Die palästinensische Führung ist wie gewöhnlich machtlos. Der Vorsitzende der palästinensischen Autonomiebehörde, Mahmoud Abbas, befindet sich auf Auslandsreisen. Premierminister Ismail Haniyeh kann die Entwaffnung der Milizen nicht beeinflussen, und Hamasführer Khaled Meshal hat auch seine Fähigkeit verloren, die volle Kontrolle über die bewaffneten Männer der Organisation auszuüben. Meshal und Abbas diskutieren über die Reformen in der PLO zu einer Zeit, da jedermann klar ist, dass Hamas und Fatah jedem, der keiner Sicherheitsorganisation angehört, sofort das Tragen von Waffen verbieten müssen.
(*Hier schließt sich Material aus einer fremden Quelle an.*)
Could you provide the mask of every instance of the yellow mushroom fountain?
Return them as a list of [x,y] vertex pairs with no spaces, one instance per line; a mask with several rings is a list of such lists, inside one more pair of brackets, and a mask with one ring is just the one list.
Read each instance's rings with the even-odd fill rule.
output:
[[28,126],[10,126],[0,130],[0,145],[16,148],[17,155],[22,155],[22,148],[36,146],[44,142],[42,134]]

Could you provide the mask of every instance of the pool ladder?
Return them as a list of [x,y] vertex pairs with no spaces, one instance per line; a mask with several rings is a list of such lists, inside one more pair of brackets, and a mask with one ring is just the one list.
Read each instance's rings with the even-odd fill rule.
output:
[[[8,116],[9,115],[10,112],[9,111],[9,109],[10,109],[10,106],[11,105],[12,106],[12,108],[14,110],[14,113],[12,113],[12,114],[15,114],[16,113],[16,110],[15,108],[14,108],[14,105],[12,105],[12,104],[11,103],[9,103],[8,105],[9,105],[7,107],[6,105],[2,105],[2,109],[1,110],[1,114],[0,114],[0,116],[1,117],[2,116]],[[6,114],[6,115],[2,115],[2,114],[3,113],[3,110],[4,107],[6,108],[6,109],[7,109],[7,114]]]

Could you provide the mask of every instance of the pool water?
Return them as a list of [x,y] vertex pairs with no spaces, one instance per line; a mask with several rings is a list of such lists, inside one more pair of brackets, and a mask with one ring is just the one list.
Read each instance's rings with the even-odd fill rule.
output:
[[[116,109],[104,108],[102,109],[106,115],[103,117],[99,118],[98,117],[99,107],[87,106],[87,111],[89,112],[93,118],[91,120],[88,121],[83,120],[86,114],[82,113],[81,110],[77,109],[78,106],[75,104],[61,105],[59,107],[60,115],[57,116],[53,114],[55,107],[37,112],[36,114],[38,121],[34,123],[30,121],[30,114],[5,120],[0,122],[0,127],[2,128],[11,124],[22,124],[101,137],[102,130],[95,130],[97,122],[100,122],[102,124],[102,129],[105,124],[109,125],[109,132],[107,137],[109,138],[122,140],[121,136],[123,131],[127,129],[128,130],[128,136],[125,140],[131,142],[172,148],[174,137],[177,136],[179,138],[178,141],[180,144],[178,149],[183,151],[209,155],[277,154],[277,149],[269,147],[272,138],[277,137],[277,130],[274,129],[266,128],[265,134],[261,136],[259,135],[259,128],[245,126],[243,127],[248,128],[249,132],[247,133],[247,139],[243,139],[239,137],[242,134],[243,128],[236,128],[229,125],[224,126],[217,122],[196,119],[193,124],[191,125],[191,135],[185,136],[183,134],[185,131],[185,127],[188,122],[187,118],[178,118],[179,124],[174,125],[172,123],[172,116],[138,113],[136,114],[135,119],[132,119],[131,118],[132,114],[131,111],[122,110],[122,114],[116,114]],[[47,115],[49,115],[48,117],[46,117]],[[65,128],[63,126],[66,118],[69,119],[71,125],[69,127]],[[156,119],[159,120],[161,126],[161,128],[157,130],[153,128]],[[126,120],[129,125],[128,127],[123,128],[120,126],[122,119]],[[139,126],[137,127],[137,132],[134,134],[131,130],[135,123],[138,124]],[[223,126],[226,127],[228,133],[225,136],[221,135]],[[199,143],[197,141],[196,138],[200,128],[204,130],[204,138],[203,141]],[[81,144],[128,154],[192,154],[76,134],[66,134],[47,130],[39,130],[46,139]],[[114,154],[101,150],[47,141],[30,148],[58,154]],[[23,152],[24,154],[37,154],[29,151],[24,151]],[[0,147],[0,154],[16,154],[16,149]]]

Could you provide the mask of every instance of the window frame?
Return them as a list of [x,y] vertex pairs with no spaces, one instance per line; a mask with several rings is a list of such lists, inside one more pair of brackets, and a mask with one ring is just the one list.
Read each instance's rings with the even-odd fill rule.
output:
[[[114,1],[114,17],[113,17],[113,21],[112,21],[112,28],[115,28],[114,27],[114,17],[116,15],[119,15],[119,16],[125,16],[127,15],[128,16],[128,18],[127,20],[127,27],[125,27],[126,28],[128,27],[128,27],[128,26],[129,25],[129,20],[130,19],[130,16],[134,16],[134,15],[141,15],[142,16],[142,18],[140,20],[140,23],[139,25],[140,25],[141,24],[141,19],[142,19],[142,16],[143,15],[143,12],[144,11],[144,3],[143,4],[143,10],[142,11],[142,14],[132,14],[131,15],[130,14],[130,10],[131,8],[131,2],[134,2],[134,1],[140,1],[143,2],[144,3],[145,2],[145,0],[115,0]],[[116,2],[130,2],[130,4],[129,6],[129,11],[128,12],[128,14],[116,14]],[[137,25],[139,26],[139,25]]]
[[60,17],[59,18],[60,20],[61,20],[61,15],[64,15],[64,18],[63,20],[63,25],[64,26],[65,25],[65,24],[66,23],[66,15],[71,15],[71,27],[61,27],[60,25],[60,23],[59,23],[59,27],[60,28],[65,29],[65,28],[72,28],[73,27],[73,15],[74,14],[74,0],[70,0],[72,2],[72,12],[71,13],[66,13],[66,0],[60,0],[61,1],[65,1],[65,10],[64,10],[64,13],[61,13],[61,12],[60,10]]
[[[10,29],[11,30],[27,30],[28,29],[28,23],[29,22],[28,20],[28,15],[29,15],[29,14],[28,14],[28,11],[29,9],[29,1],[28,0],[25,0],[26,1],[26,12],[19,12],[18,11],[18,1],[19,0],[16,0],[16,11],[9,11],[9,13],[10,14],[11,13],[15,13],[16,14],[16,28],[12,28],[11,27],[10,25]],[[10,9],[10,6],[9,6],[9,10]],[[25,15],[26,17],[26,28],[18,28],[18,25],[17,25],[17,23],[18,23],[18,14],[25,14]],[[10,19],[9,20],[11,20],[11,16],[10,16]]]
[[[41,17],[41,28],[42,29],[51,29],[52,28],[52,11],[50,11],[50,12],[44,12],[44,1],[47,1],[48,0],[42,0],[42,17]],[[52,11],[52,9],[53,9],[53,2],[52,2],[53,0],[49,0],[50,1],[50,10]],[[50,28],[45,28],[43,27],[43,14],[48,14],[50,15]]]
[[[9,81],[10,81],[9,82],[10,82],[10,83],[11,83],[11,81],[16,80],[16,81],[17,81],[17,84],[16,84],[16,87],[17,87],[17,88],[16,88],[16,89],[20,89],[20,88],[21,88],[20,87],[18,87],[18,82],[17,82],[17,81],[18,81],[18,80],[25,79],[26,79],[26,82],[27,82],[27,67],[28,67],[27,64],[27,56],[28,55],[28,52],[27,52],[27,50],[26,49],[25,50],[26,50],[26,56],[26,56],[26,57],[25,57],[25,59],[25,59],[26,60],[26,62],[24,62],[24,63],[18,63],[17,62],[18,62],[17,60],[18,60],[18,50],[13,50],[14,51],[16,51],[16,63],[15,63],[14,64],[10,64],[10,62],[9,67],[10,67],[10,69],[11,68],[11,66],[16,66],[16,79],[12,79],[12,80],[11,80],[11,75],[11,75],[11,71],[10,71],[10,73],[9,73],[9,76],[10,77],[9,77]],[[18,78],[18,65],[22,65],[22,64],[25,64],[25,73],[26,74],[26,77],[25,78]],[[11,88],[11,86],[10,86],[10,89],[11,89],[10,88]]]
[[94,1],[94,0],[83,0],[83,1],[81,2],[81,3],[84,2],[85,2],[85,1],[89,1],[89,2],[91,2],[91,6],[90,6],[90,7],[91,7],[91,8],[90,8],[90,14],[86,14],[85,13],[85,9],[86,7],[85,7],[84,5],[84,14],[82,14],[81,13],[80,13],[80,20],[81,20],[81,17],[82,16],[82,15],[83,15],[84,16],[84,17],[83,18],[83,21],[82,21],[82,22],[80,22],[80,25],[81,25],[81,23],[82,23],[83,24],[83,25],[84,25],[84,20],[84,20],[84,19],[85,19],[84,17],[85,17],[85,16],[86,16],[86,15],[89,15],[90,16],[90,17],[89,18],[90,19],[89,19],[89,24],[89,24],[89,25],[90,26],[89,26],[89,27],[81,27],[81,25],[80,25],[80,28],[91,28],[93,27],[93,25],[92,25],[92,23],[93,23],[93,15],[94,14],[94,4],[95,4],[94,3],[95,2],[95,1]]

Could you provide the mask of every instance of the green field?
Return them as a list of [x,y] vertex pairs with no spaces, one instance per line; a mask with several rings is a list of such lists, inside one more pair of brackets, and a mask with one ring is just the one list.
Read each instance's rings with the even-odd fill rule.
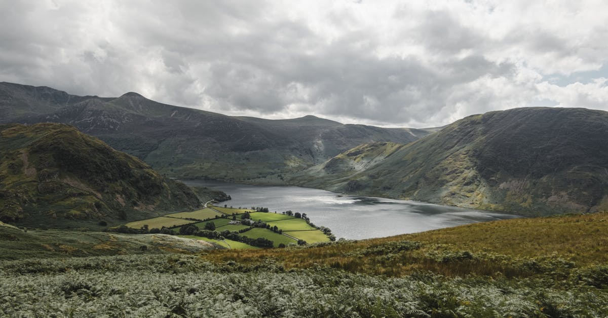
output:
[[243,228],[247,228],[248,227],[249,227],[249,225],[244,225],[243,224],[229,224],[227,225],[224,225],[221,227],[216,227],[215,230],[221,232],[222,231],[226,231],[227,230],[231,232],[232,231],[238,232],[240,230],[243,230]]
[[146,219],[145,220],[127,223],[126,226],[132,228],[140,228],[144,225],[147,225],[148,228],[161,228],[162,227],[173,227],[188,223],[192,223],[192,221],[183,219],[176,219],[175,217],[159,216],[153,219]]
[[212,205],[211,207],[213,208],[214,208],[214,209],[215,209],[215,210],[218,210],[218,211],[219,211],[220,212],[222,212],[223,213],[226,213],[226,214],[229,214],[229,215],[232,215],[232,214],[243,214],[243,213],[244,213],[246,212],[251,213],[251,212],[254,211],[251,209],[237,209],[237,208],[224,208],[223,207],[216,207],[215,205]]
[[241,233],[241,235],[243,236],[247,236],[250,238],[267,238],[273,242],[274,244],[272,246],[275,247],[278,247],[278,244],[281,243],[283,243],[286,246],[290,243],[297,243],[297,242],[293,239],[289,238],[285,235],[282,235],[278,233],[274,233],[266,228],[252,228],[245,233]]
[[241,242],[237,242],[237,241],[232,241],[232,239],[214,239],[208,238],[202,238],[201,236],[196,236],[195,235],[178,235],[180,238],[191,238],[194,239],[200,239],[206,242],[209,242],[210,243],[215,243],[218,245],[223,246],[227,249],[230,249],[232,250],[243,250],[243,249],[252,249],[252,250],[259,250],[260,247],[257,246],[252,246],[249,244],[246,244],[245,243],[241,243]]
[[277,226],[278,228],[283,231],[302,231],[306,230],[316,230],[316,228],[310,226],[306,221],[302,219],[288,219],[275,222],[269,222],[271,227]]
[[230,220],[229,220],[228,219],[224,219],[223,217],[220,217],[219,219],[213,219],[213,220],[209,220],[209,221],[207,221],[200,222],[199,223],[197,223],[197,224],[195,224],[195,225],[196,225],[196,227],[198,227],[199,228],[203,229],[203,228],[205,228],[205,224],[206,224],[209,223],[210,222],[213,222],[213,224],[215,224],[215,227],[218,228],[218,227],[219,227],[221,226],[224,226],[224,225],[226,225],[228,224],[228,222],[229,222],[230,221]]
[[300,239],[303,239],[308,244],[329,242],[330,238],[319,230],[314,231],[286,231],[285,234]]
[[236,241],[232,241],[232,239],[224,239],[224,240],[228,245],[230,246],[230,249],[231,250],[260,250],[261,247],[258,247],[257,246],[252,246],[249,244],[246,244],[245,243],[241,243],[241,242],[237,242]]
[[280,213],[272,213],[271,212],[254,212],[253,213],[249,213],[249,215],[251,216],[252,220],[260,220],[264,222],[295,218],[293,216],[282,214]]
[[173,213],[165,216],[171,216],[173,217],[179,217],[181,219],[196,219],[197,220],[206,220],[212,219],[215,216],[221,216],[222,214],[213,211],[212,209],[205,208],[204,209],[193,211],[192,212],[181,212],[179,213]]

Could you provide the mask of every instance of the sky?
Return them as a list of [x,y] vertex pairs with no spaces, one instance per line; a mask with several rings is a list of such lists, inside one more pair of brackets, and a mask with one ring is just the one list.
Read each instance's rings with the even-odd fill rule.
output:
[[608,1],[0,0],[0,81],[382,127],[608,110]]

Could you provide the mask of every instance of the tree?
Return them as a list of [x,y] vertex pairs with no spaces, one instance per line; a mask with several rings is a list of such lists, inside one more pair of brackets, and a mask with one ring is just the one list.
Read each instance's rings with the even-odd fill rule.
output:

Doch weder Hamas noch Fatah trauen sich, von den Mitgliedern ihrer militärischen Flügel zu verlangen, die Waffen niederzulegen. Der Gazastreifen hat neue Führer - zum Beispiel Clanchefs wie Mumtaz Durmush. Keine Sicherheitstruppe im Gazastreifen traut sich, eine Konfrontation mit dem Durmush-Clan zu beginnen, obwohl dieser verantwortlich ist für Tötungen, Entführungen und andere Dinge im afghanischen Stil.

Die US-Regierung ist damit beschäftigt, Mahmoud Abbas und seinen nationalen Sicherheitsberater Mohammad Dahlan zu stärken, damit diese fähig sind, der Hamas entgegen zu treten, wenn der Tag kommen wird. Und die Hamas, die keinen Erfolg hinsichtlich der Bekämpfung der Fehler der Einheitsregierung, die sie anführt, aufweisen kann, veröffentlicht Berichte über ihr Vorhaben, mehr Israelis zu entführen. In der Organisation hofft man vielleicht, dass eine israelische Militäraktion im Gazastreifen nach einer erfolgten Entführung von den eigenen Fehlern ablenken wird.

In der Zwischenzeit sieht die palästinensische Öffentlichkeit hilflos dem Geschehen zu und fährt zum größten Teil mit der täglichen Routine fort - bzw. mit der Beschaffung und Lagerung von Waffen für den nächsten Kampf der Familienclans.